A HUD memo from 2011 notes that although new admissions of medical marijuana users are prohibited into the Public Housing and Section 8 program, PHAs have the “discretion to determine, on a case-by-case basis, the appropriateness of program termination of existing residents for the use of medical marijuana.”

Furthermore, although the Instituting Smoke-Free Public Housing Final Rule makes no mention of marijuana (it only refers to lit tobacco products), the rule does give PHAs the flexibility to prohibit other lit products in their smoke-free policies. As such, PHAs could include marijuana in their smoke-free policies if they choose, in order to provide additional clarity to residents.

Although there is still no specific HUD guidance relating to the use of legal recreational marijuana at the state level, marijuana is still considered an illegal substance at the federal level. PHAs should continue following their established occupancy standards and lease provisions as written until additional HUD guidance is released.

HUD Updates Guidance on EIV System

In late October, HUD published a notice titled “Administrative Guidance for Effective and Mandated Use of the Enterprise Income Verification (EIV) System” (PIH 2018-18). The EIV system is a web-based application that allows PHAs to check employment, wage, unemployment compensation and social security benefit information for Section 8 and Public Housing program participants. The notice updates the previous guidance on EIV by discussing  the Income Validation Tool (IVT) Report. The IVT Report replaces the Income Discrepancy Report under the verification reports link. The IVT will be updated monthly. It will provide information on tenant reported income, previous reported income from form HUD-50058, and discrepancies between tenant reported income and information gleaned from HUD data sharing agreements with Health and Human Services and the Social Security Administration.

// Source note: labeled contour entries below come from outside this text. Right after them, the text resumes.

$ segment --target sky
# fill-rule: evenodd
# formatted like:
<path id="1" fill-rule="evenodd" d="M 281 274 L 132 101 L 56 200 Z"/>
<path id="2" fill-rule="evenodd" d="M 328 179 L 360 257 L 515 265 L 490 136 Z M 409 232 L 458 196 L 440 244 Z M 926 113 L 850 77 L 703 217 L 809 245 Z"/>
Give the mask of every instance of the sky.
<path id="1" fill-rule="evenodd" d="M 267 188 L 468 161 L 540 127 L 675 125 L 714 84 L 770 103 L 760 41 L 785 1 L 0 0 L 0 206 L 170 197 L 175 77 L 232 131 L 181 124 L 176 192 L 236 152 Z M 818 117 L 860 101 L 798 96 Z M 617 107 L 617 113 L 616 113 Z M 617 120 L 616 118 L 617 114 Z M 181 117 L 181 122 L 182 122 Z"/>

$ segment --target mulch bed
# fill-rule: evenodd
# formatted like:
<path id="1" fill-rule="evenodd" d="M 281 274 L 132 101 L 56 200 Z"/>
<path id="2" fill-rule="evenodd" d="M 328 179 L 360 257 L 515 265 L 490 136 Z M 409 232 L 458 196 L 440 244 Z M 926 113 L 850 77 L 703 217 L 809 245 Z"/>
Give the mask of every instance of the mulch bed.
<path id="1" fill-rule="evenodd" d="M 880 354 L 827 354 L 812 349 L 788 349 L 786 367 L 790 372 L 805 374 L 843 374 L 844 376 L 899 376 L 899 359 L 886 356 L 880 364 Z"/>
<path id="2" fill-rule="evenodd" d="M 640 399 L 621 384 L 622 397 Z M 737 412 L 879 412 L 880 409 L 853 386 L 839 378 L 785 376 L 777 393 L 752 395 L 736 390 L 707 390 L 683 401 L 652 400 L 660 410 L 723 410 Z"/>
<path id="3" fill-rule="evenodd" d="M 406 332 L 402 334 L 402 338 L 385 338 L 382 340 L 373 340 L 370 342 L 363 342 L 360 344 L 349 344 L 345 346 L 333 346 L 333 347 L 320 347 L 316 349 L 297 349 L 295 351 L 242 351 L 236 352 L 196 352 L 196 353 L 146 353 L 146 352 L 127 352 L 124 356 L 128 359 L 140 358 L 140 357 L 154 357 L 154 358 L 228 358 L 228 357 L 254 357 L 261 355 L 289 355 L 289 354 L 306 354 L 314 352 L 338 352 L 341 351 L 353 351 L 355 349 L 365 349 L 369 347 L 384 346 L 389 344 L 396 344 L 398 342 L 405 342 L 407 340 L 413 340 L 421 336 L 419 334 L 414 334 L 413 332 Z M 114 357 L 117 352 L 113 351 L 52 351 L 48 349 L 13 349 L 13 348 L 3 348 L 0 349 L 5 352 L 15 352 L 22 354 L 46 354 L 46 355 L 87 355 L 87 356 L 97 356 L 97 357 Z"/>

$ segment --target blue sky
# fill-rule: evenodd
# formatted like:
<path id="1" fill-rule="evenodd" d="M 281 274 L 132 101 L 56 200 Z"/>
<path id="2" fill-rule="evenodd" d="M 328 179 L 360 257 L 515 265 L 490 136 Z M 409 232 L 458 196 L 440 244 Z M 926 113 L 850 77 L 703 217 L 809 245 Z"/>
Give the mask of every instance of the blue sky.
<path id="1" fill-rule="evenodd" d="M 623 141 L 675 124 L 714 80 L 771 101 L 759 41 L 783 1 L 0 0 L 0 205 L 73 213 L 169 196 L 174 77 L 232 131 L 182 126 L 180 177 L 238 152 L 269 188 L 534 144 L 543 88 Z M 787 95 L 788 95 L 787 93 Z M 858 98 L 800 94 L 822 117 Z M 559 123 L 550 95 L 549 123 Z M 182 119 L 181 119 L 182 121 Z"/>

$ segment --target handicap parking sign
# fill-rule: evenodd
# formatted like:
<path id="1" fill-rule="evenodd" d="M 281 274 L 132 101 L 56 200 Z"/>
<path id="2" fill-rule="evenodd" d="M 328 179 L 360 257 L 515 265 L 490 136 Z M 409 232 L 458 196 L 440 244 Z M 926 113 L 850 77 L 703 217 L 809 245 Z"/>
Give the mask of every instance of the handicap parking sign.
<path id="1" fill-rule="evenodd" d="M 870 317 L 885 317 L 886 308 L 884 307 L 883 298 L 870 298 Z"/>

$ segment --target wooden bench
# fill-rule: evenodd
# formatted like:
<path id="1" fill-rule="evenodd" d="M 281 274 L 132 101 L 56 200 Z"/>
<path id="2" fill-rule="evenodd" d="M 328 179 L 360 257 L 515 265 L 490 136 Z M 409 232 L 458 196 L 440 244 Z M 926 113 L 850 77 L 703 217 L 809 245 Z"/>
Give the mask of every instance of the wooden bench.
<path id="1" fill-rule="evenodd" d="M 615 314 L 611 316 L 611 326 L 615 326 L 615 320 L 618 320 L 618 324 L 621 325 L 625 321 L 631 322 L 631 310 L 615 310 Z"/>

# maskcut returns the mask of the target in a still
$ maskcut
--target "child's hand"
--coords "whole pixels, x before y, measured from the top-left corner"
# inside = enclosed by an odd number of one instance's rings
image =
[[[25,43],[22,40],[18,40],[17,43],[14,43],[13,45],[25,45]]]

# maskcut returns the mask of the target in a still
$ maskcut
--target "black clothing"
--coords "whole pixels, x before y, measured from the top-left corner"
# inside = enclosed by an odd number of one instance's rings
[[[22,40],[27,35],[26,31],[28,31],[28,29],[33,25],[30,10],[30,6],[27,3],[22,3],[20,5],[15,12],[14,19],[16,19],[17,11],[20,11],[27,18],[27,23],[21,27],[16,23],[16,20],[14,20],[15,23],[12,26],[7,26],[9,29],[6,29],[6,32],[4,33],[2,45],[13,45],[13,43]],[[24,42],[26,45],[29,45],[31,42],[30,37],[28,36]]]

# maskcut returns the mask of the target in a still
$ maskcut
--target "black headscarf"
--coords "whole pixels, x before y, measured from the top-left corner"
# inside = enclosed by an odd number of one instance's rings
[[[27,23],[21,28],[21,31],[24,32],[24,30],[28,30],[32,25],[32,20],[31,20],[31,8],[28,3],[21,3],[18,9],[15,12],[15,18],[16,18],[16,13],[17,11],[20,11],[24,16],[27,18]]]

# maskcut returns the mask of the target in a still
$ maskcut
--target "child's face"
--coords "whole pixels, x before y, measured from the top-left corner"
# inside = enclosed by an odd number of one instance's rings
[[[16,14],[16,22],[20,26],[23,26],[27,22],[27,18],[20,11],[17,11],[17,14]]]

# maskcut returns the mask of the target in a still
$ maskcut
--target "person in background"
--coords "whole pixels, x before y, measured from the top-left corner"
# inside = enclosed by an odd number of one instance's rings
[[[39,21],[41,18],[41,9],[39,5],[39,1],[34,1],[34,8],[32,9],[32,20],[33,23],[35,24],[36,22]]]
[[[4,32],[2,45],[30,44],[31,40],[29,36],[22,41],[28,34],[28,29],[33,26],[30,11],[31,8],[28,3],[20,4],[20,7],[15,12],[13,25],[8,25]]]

The notice can be found here.

FY 2018 FSS Funding NOFA Released

On October 31, 2018, HUD released the Fiscal Year (FY) 2018 Family Self-Sufficiency (FSS) Notice of Funding Availability (NOFA). Congress appropriated $75 million for the FY 2018 FSS program. This NOFA is specifically provides renewal funding for FSS programs that were funding under FY 2015, FY 2016, and/or FY 2017 FSS grants. The application deadline is November 30, 2018.

The FSS provisions (Section 306) of  The Economic Growth, Regulatory Relief, and Consumer Protection Act (S. 2155 that became Public Law No: 115-174) are not in effect for this NOFA as HUD must issue the implementing regulations within 365 of the bill passage (May 24, 2018) and the implementing regulations have not, at the time of this blog post, been issued.

The FY 2018 NOFA application can be found on Grants.gov and additional information on this NOFA can be found on the HUD website.